According to the Centers for Disease Control and Prevention (CDC), an estimated 900,000 people suffer from pneumococcal pneumonia in the United States each year, including as many as 400,000 requiring hospitalizations and approximately 28,000 deaths. The market-leading vaccine is a 13-valent PCV or Pneumococcal 13-valent Conjugate Vaccine (Diphtheria CRM197 Protein; Prevnar 13®; Pfizer/Wyeth), that has worldwide annual sales of approximately U.S. $ 6 billion, yet does not protect against a significant number of circulating strains of pneumococcus causing invasive disease in adults and children.

Conjugate vaccines
Conjugate vaccines consist of antigens (polysaccharides or oligosaccharides) that are chemically coupled to a protein carrier (PC).

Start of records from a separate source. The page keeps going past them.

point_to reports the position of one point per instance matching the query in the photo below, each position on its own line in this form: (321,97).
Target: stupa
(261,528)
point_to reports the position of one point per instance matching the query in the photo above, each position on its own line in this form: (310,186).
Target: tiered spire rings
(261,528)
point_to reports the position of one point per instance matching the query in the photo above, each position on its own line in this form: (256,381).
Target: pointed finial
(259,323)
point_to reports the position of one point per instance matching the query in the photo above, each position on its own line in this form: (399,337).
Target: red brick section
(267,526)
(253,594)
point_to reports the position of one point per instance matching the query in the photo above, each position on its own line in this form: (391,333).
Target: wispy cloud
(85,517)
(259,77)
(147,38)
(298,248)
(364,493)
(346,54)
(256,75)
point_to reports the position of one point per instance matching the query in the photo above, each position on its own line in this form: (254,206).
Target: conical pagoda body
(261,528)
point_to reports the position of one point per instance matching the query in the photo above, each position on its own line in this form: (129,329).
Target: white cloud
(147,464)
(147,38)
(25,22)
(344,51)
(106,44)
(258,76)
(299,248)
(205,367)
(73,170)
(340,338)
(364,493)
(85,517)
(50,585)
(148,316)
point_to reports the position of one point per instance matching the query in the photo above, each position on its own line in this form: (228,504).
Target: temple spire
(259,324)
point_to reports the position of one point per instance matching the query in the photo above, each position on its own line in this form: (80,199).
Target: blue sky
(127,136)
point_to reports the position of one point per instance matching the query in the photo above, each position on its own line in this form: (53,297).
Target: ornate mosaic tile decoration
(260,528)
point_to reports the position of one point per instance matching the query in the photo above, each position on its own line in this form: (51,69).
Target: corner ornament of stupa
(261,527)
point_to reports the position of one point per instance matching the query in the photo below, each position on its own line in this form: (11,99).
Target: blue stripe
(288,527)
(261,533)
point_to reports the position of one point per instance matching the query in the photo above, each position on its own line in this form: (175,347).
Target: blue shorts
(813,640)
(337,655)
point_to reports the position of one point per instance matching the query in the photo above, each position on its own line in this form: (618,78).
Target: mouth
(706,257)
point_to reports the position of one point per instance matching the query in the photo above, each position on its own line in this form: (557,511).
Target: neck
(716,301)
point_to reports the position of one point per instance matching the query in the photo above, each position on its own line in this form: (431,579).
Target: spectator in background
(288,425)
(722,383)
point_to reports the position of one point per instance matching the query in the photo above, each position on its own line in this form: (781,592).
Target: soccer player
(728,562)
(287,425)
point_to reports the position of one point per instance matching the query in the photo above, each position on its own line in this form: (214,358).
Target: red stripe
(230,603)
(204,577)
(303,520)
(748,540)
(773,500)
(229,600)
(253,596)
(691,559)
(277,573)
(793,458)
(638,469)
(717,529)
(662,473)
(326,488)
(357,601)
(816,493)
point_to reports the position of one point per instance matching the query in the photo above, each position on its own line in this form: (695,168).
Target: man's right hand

The conjugation of polysaccharides to proteins converts polysaccharides to T-dependent antigens and provides T-cell epitopes that are necessary for the germinal centers for the affinity maturation of polysaccharide-specific B cells, which elicits robust immune responses in infants and adults.

These so-called glycoconjugate vaccines elicit T-cell help for B-cells that produce IgG antibodies to the conjugated polysaccharide. [1]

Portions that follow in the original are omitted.